EVERETT, Wash. -- Snohomish County and a developer are building a 60,000-square-foot, multiple-use complex that will include a year-round farmers' market and commercial kitchen.



It is expected to open for business in July 2014.



"This has been seven years in the works," county agriculture coordinator Linda Neunzig said. "The emphasis will be local with a region-wide market, not just for Snohomish County but the whole Puget Sound area."



Twenty farmers have already signed up, and a jurying process will be used to select who will participate.



"We're talking with people, working to meet their potential needs," she said.



The Grand Avenue project, between Hewitt Avenue and Wall Street in downtown Everett, will include 90 retail spaces of varying sizes for farm producers.
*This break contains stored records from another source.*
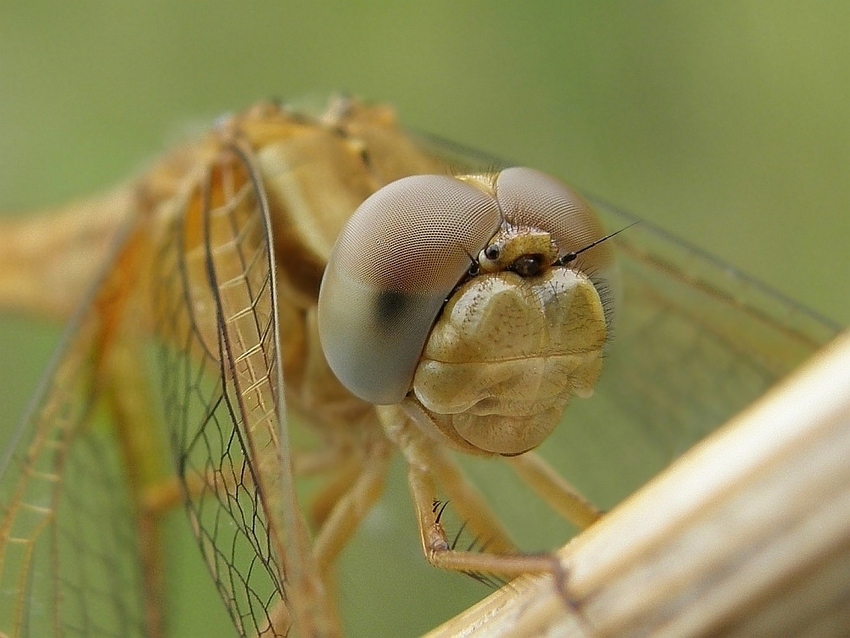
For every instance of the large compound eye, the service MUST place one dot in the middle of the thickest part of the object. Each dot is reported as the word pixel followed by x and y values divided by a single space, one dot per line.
pixel 530 198
pixel 395 262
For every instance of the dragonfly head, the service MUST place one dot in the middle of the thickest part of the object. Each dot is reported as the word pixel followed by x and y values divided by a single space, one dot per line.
pixel 454 291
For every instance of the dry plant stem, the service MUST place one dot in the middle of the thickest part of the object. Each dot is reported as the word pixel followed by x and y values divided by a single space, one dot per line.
pixel 747 534
pixel 552 488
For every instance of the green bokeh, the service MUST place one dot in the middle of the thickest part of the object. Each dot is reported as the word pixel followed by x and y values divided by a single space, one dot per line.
pixel 726 123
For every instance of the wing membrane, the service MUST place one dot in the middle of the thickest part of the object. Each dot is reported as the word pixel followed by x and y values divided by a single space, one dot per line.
pixel 221 371
pixel 69 549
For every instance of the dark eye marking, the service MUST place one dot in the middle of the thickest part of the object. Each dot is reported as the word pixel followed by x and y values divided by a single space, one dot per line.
pixel 390 305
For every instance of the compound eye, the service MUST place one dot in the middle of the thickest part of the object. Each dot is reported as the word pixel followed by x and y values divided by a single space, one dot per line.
pixel 528 197
pixel 395 262
pixel 531 198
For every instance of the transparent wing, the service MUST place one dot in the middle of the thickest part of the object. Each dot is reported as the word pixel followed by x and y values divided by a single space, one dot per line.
pixel 221 377
pixel 69 559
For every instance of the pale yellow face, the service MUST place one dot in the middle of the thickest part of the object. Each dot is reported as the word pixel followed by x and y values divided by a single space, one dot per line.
pixel 463 293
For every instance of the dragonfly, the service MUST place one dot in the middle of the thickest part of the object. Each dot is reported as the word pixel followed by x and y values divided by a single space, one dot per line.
pixel 227 341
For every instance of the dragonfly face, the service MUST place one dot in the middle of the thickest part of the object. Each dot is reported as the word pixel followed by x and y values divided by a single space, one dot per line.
pixel 220 268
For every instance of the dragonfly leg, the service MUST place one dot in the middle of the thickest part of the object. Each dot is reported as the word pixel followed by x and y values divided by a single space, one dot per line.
pixel 438 549
pixel 426 453
pixel 350 507
pixel 552 488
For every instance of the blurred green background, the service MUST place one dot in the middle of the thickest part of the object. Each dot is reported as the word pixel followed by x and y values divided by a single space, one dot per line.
pixel 726 123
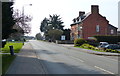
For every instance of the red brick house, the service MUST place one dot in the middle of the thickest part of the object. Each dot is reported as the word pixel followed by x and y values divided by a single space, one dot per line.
pixel 90 24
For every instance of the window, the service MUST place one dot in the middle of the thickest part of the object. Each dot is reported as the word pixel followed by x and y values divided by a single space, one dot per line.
pixel 97 28
pixel 112 31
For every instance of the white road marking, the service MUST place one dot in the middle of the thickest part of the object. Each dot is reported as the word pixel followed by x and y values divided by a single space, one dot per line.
pixel 103 69
pixel 109 58
pixel 77 59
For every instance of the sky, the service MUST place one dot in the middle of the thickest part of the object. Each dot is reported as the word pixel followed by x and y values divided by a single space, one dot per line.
pixel 67 9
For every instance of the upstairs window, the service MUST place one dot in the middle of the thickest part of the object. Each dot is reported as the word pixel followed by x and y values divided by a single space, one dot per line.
pixel 97 28
pixel 112 31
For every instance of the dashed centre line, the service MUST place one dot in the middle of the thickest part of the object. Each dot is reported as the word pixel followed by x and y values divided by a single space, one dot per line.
pixel 77 59
pixel 103 70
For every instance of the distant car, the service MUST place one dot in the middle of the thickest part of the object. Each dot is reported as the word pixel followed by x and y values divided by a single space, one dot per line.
pixel 112 46
pixel 103 44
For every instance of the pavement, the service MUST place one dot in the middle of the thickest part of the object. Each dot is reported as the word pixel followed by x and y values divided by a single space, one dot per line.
pixel 26 62
pixel 71 46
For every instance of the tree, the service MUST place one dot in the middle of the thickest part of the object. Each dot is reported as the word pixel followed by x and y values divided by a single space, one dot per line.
pixel 56 22
pixel 7 19
pixel 55 34
pixel 39 36
pixel 22 21
pixel 48 25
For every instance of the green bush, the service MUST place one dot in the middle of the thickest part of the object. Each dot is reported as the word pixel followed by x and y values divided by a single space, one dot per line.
pixel 113 51
pixel 92 42
pixel 79 42
pixel 88 46
pixel 109 39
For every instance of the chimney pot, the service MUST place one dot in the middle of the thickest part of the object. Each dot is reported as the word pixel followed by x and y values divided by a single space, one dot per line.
pixel 81 13
pixel 94 9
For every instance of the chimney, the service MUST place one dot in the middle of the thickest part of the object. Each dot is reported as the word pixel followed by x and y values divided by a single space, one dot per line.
pixel 95 9
pixel 81 13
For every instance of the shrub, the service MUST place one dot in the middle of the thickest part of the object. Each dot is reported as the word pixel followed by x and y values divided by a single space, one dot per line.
pixel 92 42
pixel 109 39
pixel 113 51
pixel 88 46
pixel 79 42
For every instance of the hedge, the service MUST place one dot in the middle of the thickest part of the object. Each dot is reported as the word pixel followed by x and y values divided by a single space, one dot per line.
pixel 109 39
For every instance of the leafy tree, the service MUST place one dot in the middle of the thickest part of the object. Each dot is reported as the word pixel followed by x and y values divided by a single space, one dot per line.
pixel 7 19
pixel 56 22
pixel 39 36
pixel 48 25
pixel 22 21
pixel 55 34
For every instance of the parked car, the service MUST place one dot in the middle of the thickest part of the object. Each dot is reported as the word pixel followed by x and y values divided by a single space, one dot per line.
pixel 103 44
pixel 112 46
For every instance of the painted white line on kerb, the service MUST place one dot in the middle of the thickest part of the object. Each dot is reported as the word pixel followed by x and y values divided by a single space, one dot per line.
pixel 103 69
pixel 77 59
pixel 109 58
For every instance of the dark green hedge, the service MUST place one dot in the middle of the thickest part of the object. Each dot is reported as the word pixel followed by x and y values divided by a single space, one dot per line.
pixel 109 39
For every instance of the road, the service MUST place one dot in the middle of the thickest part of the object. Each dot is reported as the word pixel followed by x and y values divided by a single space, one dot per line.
pixel 56 59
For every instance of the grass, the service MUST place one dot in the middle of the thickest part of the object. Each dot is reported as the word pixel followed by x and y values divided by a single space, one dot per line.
pixel 16 46
pixel 7 58
pixel 89 49
pixel 6 61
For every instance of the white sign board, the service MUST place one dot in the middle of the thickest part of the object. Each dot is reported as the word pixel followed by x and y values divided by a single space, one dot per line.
pixel 63 37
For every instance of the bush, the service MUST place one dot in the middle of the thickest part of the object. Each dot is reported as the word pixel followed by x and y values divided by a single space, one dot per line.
pixel 92 42
pixel 113 51
pixel 79 42
pixel 109 39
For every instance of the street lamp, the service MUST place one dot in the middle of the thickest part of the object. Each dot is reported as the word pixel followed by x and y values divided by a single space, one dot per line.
pixel 23 14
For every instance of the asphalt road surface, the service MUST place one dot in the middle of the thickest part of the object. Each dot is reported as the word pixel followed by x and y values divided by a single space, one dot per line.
pixel 56 59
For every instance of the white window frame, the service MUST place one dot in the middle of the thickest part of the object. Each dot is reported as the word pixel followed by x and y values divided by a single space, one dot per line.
pixel 97 28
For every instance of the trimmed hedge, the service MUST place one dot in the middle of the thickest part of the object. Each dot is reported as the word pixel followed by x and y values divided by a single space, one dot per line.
pixel 109 39
pixel 87 46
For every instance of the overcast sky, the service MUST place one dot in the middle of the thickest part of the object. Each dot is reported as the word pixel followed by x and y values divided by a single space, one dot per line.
pixel 67 9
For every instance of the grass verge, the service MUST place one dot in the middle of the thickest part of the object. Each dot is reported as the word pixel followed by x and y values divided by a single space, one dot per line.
pixel 7 58
pixel 16 46
pixel 6 61
pixel 89 49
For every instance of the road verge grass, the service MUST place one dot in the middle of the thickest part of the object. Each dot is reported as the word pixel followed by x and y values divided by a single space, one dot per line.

Products at the market will likely include produce, meat, dairy products and specialized products including flowers, beer and wine.
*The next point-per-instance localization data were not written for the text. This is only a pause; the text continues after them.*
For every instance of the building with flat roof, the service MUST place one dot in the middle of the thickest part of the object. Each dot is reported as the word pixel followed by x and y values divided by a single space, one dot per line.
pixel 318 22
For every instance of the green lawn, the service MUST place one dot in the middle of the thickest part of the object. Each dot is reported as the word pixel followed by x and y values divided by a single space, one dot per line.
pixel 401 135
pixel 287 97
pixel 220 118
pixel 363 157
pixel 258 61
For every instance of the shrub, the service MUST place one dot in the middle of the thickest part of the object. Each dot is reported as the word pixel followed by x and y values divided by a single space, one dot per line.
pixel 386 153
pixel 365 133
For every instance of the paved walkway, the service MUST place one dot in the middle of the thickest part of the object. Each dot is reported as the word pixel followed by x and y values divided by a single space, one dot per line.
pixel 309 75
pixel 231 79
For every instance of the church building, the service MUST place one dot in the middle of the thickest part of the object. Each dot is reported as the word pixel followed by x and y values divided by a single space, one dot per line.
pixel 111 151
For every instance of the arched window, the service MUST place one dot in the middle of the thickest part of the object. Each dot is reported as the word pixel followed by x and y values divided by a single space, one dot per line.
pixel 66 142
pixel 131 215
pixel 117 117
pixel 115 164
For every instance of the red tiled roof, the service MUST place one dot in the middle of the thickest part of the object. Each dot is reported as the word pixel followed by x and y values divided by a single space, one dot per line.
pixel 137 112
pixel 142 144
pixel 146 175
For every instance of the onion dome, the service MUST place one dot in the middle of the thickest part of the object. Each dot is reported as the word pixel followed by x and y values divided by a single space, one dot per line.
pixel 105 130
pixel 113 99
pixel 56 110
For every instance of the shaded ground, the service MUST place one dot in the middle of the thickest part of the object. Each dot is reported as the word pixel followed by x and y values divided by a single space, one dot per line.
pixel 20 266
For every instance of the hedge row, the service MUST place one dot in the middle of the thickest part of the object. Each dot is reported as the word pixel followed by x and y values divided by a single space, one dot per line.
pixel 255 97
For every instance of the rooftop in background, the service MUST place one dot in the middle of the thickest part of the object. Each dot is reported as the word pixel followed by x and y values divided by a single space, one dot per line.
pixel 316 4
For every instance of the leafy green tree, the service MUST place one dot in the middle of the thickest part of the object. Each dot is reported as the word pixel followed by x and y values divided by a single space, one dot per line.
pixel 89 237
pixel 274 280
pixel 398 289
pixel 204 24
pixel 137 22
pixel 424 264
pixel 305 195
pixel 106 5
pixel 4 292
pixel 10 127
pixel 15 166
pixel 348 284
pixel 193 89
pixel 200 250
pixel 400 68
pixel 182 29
A large commercial kitchen and processing facility will enable farmers to make value-added products to sell at the market or elsewhere.
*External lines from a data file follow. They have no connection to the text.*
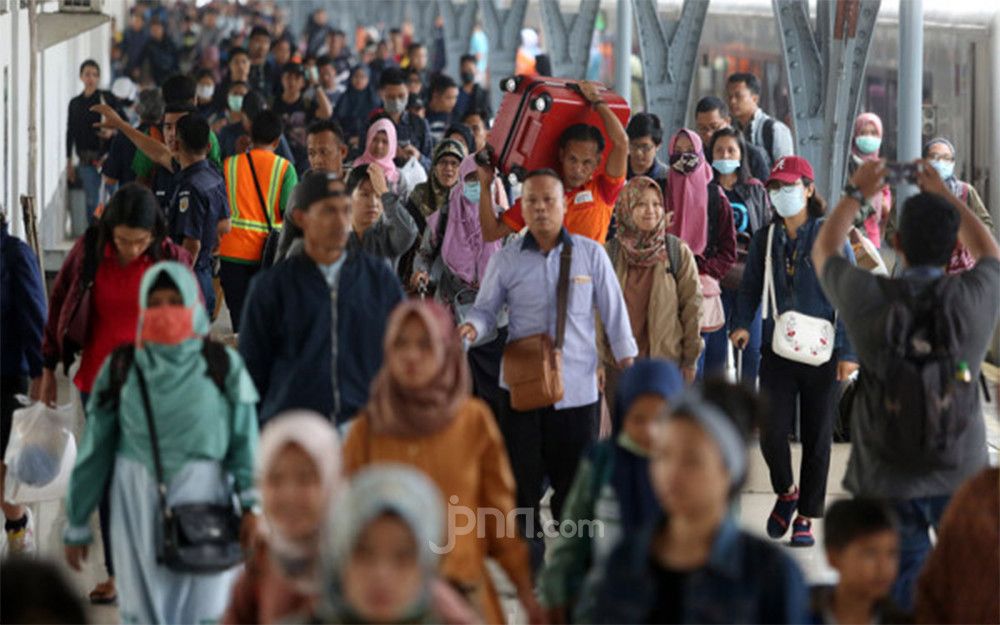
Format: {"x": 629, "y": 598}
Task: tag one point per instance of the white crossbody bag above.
{"x": 797, "y": 337}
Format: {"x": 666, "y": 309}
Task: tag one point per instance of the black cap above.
{"x": 293, "y": 68}
{"x": 316, "y": 186}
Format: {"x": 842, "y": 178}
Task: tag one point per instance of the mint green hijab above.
{"x": 170, "y": 368}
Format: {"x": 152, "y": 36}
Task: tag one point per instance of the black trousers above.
{"x": 235, "y": 279}
{"x": 814, "y": 390}
{"x": 545, "y": 443}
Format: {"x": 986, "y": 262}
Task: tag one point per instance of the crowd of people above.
{"x": 388, "y": 288}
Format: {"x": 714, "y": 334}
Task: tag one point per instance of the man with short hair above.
{"x": 327, "y": 151}
{"x": 444, "y": 94}
{"x": 523, "y": 276}
{"x": 590, "y": 192}
{"x": 943, "y": 324}
{"x": 297, "y": 113}
{"x": 759, "y": 128}
{"x": 331, "y": 305}
{"x": 710, "y": 115}
{"x": 199, "y": 209}
{"x": 471, "y": 96}
{"x": 413, "y": 136}
{"x": 261, "y": 76}
{"x": 91, "y": 147}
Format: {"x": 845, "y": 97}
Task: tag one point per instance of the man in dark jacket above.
{"x": 312, "y": 326}
{"x": 22, "y": 297}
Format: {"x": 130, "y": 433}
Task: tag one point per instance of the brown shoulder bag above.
{"x": 532, "y": 366}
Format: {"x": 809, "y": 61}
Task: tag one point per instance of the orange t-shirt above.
{"x": 588, "y": 208}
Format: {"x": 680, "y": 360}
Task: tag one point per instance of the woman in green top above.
{"x": 612, "y": 495}
{"x": 203, "y": 406}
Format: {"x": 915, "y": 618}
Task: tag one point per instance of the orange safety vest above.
{"x": 245, "y": 242}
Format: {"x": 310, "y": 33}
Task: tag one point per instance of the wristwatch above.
{"x": 854, "y": 193}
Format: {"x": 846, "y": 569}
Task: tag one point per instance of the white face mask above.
{"x": 788, "y": 201}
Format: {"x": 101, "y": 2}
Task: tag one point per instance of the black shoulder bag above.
{"x": 195, "y": 537}
{"x": 271, "y": 243}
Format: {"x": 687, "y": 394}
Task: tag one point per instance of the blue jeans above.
{"x": 916, "y": 517}
{"x": 713, "y": 359}
{"x": 91, "y": 179}
{"x": 204, "y": 277}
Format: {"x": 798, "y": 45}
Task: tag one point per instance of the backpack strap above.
{"x": 767, "y": 135}
{"x": 217, "y": 362}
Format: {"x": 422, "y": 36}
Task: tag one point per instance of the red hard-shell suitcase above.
{"x": 534, "y": 112}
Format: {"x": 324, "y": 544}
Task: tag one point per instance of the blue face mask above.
{"x": 725, "y": 165}
{"x": 789, "y": 201}
{"x": 945, "y": 168}
{"x": 868, "y": 144}
{"x": 472, "y": 191}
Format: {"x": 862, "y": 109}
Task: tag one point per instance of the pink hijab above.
{"x": 463, "y": 249}
{"x": 859, "y": 123}
{"x": 687, "y": 197}
{"x": 387, "y": 164}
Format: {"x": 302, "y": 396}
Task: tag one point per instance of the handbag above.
{"x": 532, "y": 366}
{"x": 797, "y": 337}
{"x": 713, "y": 315}
{"x": 271, "y": 243}
{"x": 194, "y": 537}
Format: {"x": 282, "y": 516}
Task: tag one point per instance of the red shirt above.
{"x": 114, "y": 312}
{"x": 588, "y": 208}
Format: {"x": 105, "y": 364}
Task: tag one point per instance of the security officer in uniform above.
{"x": 199, "y": 209}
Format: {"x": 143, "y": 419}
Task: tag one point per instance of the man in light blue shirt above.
{"x": 548, "y": 442}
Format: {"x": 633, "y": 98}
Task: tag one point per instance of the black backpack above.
{"x": 216, "y": 362}
{"x": 923, "y": 397}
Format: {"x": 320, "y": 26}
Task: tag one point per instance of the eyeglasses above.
{"x": 639, "y": 148}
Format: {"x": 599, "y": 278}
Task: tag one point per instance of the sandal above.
{"x": 104, "y": 593}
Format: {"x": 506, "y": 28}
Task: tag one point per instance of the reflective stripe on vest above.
{"x": 245, "y": 242}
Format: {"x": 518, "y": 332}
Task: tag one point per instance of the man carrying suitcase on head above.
{"x": 590, "y": 193}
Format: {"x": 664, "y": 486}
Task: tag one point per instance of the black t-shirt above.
{"x": 668, "y": 607}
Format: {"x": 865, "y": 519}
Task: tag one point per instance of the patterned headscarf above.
{"x": 394, "y": 411}
{"x": 641, "y": 248}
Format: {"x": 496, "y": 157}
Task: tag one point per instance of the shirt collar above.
{"x": 530, "y": 243}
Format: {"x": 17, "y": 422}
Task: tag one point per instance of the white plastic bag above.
{"x": 410, "y": 175}
{"x": 40, "y": 454}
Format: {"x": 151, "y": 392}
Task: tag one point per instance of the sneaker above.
{"x": 802, "y": 533}
{"x": 781, "y": 514}
{"x": 22, "y": 541}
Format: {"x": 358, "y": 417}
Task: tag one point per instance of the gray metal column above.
{"x": 669, "y": 52}
{"x": 623, "y": 50}
{"x": 911, "y": 85}
{"x": 503, "y": 29}
{"x": 459, "y": 18}
{"x": 826, "y": 69}
{"x": 569, "y": 44}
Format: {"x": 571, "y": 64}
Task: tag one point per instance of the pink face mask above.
{"x": 167, "y": 325}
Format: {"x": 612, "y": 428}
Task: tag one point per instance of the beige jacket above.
{"x": 674, "y": 317}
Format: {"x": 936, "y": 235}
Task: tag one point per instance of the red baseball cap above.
{"x": 791, "y": 169}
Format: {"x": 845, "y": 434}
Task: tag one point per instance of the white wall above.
{"x": 58, "y": 82}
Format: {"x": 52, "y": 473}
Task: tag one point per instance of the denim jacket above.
{"x": 746, "y": 580}
{"x": 806, "y": 295}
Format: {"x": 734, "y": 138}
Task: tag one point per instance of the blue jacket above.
{"x": 746, "y": 580}
{"x": 806, "y": 295}
{"x": 22, "y": 308}
{"x": 286, "y": 338}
The center is part of Snohomish County Executive Aaron Reardon's goal of encouraging agriculture.



"People want to know where their food comes from, and when they shop at this farmers' market, there will be no question that what they're getting is fresh and local," he said. "We've worked with farmers for years on ways to keep agriculture in this county economically viable."



Snohomish County is the state's third most populous county, and Everett ranks sixth in size among cities. Boeing and biotech are the biggest employers, Neunzig said, but agriculture has held its own against urban growth.



In addition to the farmers' market, the new facility will include space for cafe-style and full-service restaurants. The $53 million project, which also includes a 110-room Hampton Inn hotel and 220 luxury apartments, is fully funded through the EB-5 Immigrant Investor Program.



Created by Congress in 1990 and administered by the U.S. Citizenship and Immigration Services, EB-5 offers permanent resident status to foreign investors. Minimum requirements are a minimum $1 million investment -- or $500,000 in high unemployment or rural areas -- and creation of at least 10 full-time jobs.



The county sponsors the Focus on Farming Conference, celebrating its 10th year this fall. The topics explored in six industry tracks have drawn participants from across Washington as well as from Oregon and Canada, Neunzig said.



"This was traditionally dairy country," she said, "and now there is more niche farming and more agritourism. There's both organic and conventional, small and large farms."